If you were around during the John Belushi era of “Saturday Night Live,” you might recognize Billy Goat Tavern as the inspiration for the burger joint in which orders for “cheezeborgers” are slung about like so many patties on the flat-top. If you weren’t tuning in until, say, Tina Fey or later, know the Billy Goat’s place in the Chicago history books is still assured, as both a haunt for city journalists who descend down to lower Michigan Avenue after a long day of pounding the keys, to its founder’s World Series-preventing curse on the Chicago Cubs and current 86-year-old owner who refuses to slow down. We recommend it for the pillow-soft kaiser bun, gloriously thin patties and crunchy pickles. The perfect borger. — Ariel Cheung

Harold’s Fried Chicken

Chicago’s favorite hometown fried chicken chain will once again make an appearance at Chow Town. If you want to do it right, make sure to order the chicken wings, and then douse them in a red-hued concoction called mild sauce. Not familiar with the ubiquitous local condiment? Mild sauce indeed isn’t spicy, but it’s tart and slightly sweet. When drizzled over the crunchy and peppery fried chicken, the whole becomes nearly irresistible. Mild sauce also works wonders on the restaurant’s french fries. — N.K.

Lou Malnati’s

It’s easy to look past the places that seem to be everywhere, but sometimes those places are everywhere for the right reasons. And so it is for Lou Malnati’s, a Chicago pizza staple that does indeed seem to be everywhere in and around Chicago — including Lolla. In a city of great pizza, Lou’s is equally iconic in its dependability as in its ubiquity. The ingredients on its thin crust are almost always perfectly proportional on a lightly dense base that offers a welcome crunch. The deep dish is the predictable, delicious morass of cheese, tomato sauce and whatever else — again, with a dense and crunchy crust that seals the deal. — Josh Noel

The Original Rainbow Cone

This South Side Chicago classic is exactly the sort of cooling treat you’ll need after standing next to thousands of sweaty festivalgoers. In case you’ve never experienced one, the stand’s most famous creation features a kaleidoscopic-colored collection of ice cream flavors all stacked proudly on a cone. Flavors include orange sherbet, pistachio, strawberry, chocolate and one called Palmer House, which is vanilla with cherries and walnuts.
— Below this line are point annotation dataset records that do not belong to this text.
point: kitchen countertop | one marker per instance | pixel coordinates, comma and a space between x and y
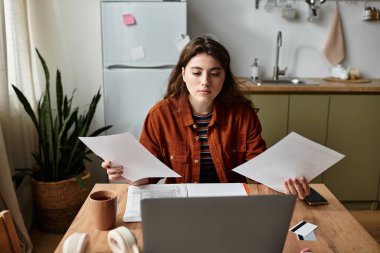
323, 86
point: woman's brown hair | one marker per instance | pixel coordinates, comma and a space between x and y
230, 92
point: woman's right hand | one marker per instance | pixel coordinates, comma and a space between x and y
114, 174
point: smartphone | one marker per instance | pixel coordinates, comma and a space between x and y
315, 198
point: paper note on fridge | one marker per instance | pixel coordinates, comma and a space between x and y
291, 157
124, 149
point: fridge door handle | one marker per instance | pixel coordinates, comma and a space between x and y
120, 66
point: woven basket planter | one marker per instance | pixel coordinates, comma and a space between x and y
57, 203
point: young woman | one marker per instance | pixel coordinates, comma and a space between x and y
204, 127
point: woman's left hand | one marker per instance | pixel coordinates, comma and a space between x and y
298, 186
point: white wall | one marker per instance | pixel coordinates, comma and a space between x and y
67, 33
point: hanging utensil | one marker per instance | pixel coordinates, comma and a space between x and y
314, 6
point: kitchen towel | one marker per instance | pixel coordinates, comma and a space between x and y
335, 48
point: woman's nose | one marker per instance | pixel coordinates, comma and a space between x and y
205, 80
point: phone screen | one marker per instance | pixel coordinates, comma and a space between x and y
315, 198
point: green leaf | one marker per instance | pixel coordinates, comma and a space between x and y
59, 92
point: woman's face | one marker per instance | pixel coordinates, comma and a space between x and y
204, 78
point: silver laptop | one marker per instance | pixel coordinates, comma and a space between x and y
216, 224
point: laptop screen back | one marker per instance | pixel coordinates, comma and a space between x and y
216, 224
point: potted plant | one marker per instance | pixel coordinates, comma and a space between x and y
59, 177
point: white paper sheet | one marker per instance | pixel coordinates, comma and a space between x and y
132, 211
124, 149
293, 156
303, 228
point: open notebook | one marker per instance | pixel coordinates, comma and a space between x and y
137, 193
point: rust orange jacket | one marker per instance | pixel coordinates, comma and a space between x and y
234, 137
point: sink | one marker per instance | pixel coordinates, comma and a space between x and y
287, 81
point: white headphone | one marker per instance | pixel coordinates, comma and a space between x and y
120, 240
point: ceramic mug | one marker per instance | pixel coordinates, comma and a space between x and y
103, 208
289, 13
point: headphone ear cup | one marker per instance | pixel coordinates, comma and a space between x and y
122, 240
76, 242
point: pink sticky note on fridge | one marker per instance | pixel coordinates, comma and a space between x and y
129, 19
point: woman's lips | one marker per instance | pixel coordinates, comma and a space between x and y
204, 91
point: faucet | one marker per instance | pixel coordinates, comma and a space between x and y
276, 70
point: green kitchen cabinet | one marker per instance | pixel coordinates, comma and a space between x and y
354, 130
308, 116
273, 115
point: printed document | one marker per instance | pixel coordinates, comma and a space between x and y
137, 193
293, 156
124, 149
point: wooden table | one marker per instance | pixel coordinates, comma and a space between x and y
337, 230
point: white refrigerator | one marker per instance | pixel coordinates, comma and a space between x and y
141, 42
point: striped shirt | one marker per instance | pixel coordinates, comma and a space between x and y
208, 173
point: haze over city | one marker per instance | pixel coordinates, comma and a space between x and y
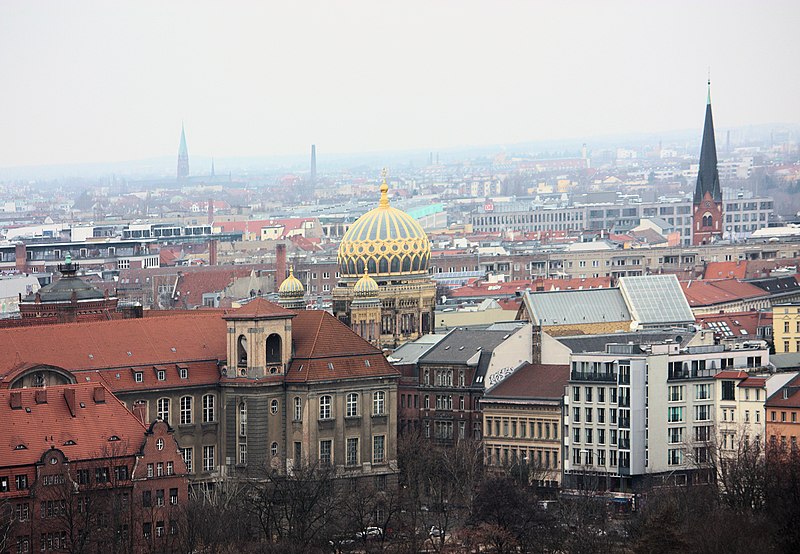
109, 82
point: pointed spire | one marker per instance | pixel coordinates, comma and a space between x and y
384, 202
708, 176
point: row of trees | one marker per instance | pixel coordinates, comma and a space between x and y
447, 501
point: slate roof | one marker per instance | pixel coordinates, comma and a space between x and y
532, 381
461, 345
90, 429
576, 307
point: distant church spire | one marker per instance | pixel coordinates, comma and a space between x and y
708, 176
183, 157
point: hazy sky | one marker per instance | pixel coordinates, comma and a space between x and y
108, 81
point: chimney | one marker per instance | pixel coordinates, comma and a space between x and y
21, 257
16, 400
99, 395
280, 265
40, 397
212, 252
69, 396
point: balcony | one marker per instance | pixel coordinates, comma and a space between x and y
590, 376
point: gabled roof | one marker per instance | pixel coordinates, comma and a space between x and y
327, 349
461, 346
532, 381
36, 427
576, 307
118, 343
259, 308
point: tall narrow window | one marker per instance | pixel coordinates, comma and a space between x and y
325, 407
378, 403
208, 408
242, 420
163, 409
352, 404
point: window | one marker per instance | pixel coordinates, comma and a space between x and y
675, 414
352, 405
378, 449
208, 458
162, 409
298, 408
352, 451
325, 452
728, 390
186, 410
378, 403
188, 454
208, 409
702, 413
325, 407
675, 393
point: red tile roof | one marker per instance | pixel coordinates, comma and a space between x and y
320, 339
36, 427
115, 344
709, 293
725, 270
532, 381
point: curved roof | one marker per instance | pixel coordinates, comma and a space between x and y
384, 241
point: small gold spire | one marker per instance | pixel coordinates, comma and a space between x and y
384, 203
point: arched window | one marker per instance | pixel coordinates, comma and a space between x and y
274, 349
378, 403
162, 409
241, 350
352, 404
186, 410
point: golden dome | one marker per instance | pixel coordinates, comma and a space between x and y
384, 241
366, 286
291, 287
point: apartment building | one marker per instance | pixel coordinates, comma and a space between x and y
638, 411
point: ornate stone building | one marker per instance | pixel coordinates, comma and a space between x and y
385, 247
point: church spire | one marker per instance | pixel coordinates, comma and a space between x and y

Instagram was essentially created to take pictures of desserts like this. — N.K.

Pretty Cool Ice Cream

Here’s my pro tip: Start with dessert whenever Pretty Cool Ice Cream is around. Chef Dana Cree started with ice cream on a stick for just about everyone in mind when she opened her shop in 2018. They may bring some of their biggest hits such as sprinkly orange Dreamsicle or vegan Midwestern Blue Moon or Key Lime Pie-cicle. Whatever fantastical frozen creation she throws out, you’ll want to hit first, not last. — Louisa Chu

Soul & Smoke

You can get some of the best barbecue around Chicago at Soul & Smoke, started as a virtual restaurant in 2015. I’ve known chefs and owners Heather Bublick and D’Andre Carter since they were just a couple of kids dating. Now they’re married and growing their Black- and woman-owned business — along with a family — with studious technique on the smoker and loving care for every butcher paper-wrapped brisket they dish out. — L.C.